Fragile Families Challenge Keras NN continued - One Hot instead of regression?

So this is a continuation of a post about my efforts to train a neural network to solve the Fragile Families challenge. In previous posts, I explained how my current models just weren’t working well.

Since I am trying to predict a measure of poverty which is derived from 11 survey questions, maybe it would make better sense for the model to predict 11 outputs, each representing, perhaps, a softmax probability…this seems like it could be more sensible and interpretable than a plain, 1 output node, regressor neural network. It also seems like a good idea since the former one just hasn’t been working. So let’s try to make these changes and discuss in this blog post!

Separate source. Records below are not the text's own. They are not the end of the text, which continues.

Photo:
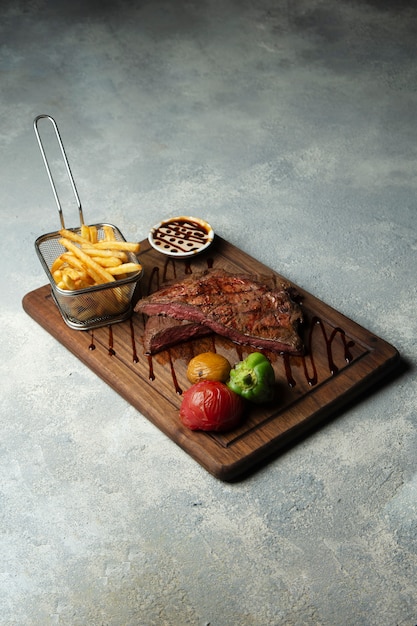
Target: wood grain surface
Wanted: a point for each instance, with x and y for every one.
(342, 360)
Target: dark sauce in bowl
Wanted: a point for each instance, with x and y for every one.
(181, 236)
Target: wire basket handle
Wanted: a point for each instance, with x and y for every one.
(48, 170)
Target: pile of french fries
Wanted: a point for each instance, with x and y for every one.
(89, 261)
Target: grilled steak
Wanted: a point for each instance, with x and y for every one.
(235, 306)
(163, 332)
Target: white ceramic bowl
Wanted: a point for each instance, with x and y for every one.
(181, 237)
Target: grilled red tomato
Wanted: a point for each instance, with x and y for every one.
(211, 405)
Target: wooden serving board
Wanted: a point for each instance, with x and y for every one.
(342, 360)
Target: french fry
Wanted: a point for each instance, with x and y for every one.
(107, 261)
(93, 234)
(118, 245)
(105, 253)
(108, 233)
(95, 270)
(85, 232)
(125, 268)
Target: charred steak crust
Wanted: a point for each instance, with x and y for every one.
(235, 306)
(164, 332)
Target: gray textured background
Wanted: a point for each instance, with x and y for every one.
(291, 127)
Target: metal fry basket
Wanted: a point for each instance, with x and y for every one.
(92, 307)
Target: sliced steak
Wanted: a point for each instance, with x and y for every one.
(163, 332)
(235, 306)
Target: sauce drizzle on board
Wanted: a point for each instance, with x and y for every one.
(347, 360)
(332, 337)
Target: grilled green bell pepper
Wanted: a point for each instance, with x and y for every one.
(253, 378)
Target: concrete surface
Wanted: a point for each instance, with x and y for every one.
(291, 127)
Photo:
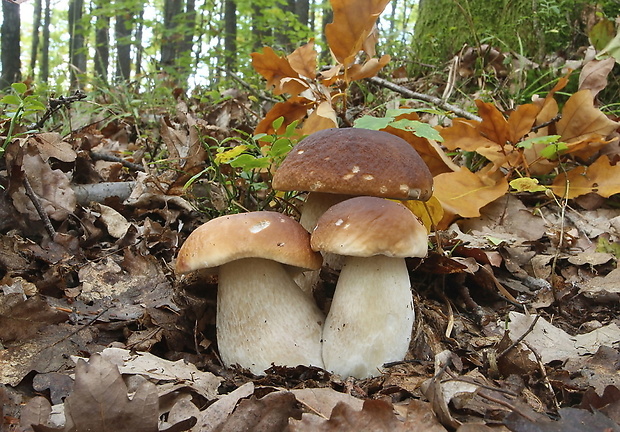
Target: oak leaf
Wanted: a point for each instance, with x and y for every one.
(354, 21)
(464, 193)
(580, 119)
(601, 178)
(275, 69)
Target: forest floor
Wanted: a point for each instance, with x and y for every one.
(517, 328)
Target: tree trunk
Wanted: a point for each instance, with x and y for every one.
(102, 41)
(77, 55)
(36, 28)
(45, 47)
(10, 45)
(230, 35)
(122, 31)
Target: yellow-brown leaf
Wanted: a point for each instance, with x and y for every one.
(274, 69)
(580, 118)
(464, 193)
(601, 178)
(353, 23)
(303, 60)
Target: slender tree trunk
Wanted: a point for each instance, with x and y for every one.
(302, 10)
(10, 44)
(122, 30)
(170, 37)
(139, 24)
(45, 47)
(230, 35)
(102, 41)
(77, 55)
(260, 32)
(36, 28)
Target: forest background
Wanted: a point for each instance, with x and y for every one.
(202, 46)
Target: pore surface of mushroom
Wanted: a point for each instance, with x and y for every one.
(371, 315)
(263, 317)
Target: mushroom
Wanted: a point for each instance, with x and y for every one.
(371, 315)
(336, 164)
(263, 317)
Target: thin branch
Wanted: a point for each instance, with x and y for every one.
(520, 338)
(427, 98)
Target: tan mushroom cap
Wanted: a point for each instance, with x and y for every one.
(355, 162)
(261, 234)
(368, 226)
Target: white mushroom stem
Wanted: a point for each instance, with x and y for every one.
(371, 317)
(263, 317)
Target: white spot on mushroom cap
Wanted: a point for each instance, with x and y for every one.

This entails taking an input (in this case a poverty score on a 0 to 11 scale) and converting said input into a sparse vector with a 1 at the appropriate index and 0’s everywhere else. So the number 2 would be converted to [0, 0, 1, 0, 0,…] (because of 0 indexing, 2 is in the 3rd slot).

The code to make this all happen is here. I use softmax activation, which should predict probabilities…curiously, when I finally make predictions, I don’t get that, so that is something that remains to investigate.

Hearteningly, though, this method is resulting in better looking results. A quick training round that stopped due to overfitting shows the following in my prediction set:

The code to make this all happen can be found in this ipynb.

SO, I need to figure out why the softmax is not predicting probabilities…but this approach (due to the better variance in my prediction set outcomes) seems more promising, so let’s stick with it going forward.